According to a report by the Philippine media outlet "Business World Online," Philip Morris International (PMI) Philippines has been granted approval for a partial tax refund application by the Philippine Court of Tax Appeals (CTA). The approved refund amounts to PHP 320.4 million (approximately $560,000 USD) and corresponds to the unused input value-added tax on zero-rated sales for the year 2015.
The court ruling stated that PMI was able to prove its entitlement to the funds, as evidenced by its sales invoices indicating the actual goods were exported from the Philippines to foreign countries for sale.

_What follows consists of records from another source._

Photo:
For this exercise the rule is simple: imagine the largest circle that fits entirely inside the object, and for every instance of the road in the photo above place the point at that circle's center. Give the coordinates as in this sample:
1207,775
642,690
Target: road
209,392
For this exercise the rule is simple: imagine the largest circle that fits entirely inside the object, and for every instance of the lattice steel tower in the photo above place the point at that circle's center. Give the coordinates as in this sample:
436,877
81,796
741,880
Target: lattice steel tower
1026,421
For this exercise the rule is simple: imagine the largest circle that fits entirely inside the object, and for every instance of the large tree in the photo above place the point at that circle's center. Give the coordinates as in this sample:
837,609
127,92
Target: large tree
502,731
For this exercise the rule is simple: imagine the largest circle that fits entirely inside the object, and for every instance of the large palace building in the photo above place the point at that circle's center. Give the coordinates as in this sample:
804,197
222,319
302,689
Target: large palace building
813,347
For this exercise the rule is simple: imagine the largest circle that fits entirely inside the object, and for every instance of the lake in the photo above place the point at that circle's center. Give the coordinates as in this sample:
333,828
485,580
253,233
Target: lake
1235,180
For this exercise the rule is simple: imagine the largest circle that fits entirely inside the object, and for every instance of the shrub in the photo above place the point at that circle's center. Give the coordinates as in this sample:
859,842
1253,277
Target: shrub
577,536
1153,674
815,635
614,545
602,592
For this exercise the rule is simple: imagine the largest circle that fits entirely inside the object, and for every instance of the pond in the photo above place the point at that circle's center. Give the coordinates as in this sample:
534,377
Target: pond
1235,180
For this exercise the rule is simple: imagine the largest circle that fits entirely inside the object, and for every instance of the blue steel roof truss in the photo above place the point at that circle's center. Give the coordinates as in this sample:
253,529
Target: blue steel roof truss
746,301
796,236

Zero-rated sales refer to transactions carried out by value-added tax (VAT) registered taxpayers that do not generate any output tax. Taxpayers must present official receipts for a specific financial period and indicate the phrase "zero-rated" on the receipt in order to qualify for tax exemption.
Previously, PMI requested a refund of 90 million Philippine pesos (approximately 1.58 million US dollars) for excess input value-added tax for the year 2015. This request was partially approved by the CTA's third division at the time. As per the directive, the domestic tax commissioner (CIR) was supposed to refund 31.18 million Philippine pesos to PMI.
In relation to this case, the Philippine Tax Court (CTA) and the Commissioner of Internal Revenue (CIR) hold opposing views. The CIR believes that the CTA should dismiss PMI's appeal and argues that PMI's export sales fail to prove that the company's goods were paid for in officially designated foreign currency. On the other hand, the CTA contends that the CIR's arguments are insufficient to support the dismissal of the case.